The captain of a jetliner, no different from his cousin on the bridge of a ship, is charged with the safety and well-being of both a multimillion-dollar machine and its cargo of trusting passengers. Pilots train, retrain, and train again – a constant regimen that is nothing if not a long crisis-management rehearsal. Presumably it’s similar for those at sea, and so the image of Schettino scrambling into a lifeboat seems a touch, well, irresponsible. Maybe even pathetic.

On the one hand, Schettino looks like a coward. Under other circumstances, his exchange with the Italian Coast Guard would have been hilarious. “You go aboard!” commanded the coast guard captain, exhorting Schettino to return to his ship. “Don’t make any more excuses.”

In this light, Schettino is the anti-Sully, shuttling himself to safety while hundreds of his passengers remained behind in peril. Captain Chesley Sullenberger and his first officer, remember, stayed in the thick of things, ensuring that all were accounted for before their Airbus sank beneath the icy Hudson River.

Then again, the whole “down with the ship” thing shouldn’t be romanticized.

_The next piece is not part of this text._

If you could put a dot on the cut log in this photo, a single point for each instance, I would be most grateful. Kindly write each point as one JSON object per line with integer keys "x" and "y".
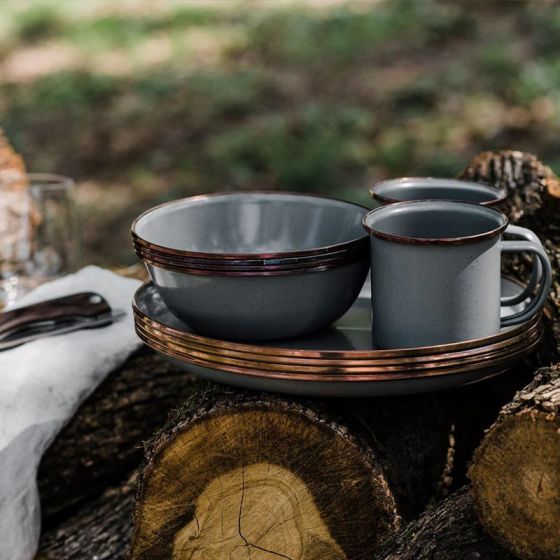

Whether from a legal or moral perspective, self-sacrifice is a remarkable thing to expect of someone, regardless of his job. Would Schettino’s presence on the capsizing vessel have even made a difference? That’s unclear, but choosing to leave the ship could have been an entirely practical decision. He was not obligated to drown out of some perverse, old-fashioned sense of duty.

It’s the same with pilots. You follow your training to the extent that you can – your checklists and procedures and, in the end, your good judgment. Preparing for an evacuation on the runway, for example, requires adherence to a set of steps as well as critical coordination with the flight attendants. Neglect these and a perfectly survivable crisis can become a catastrophe.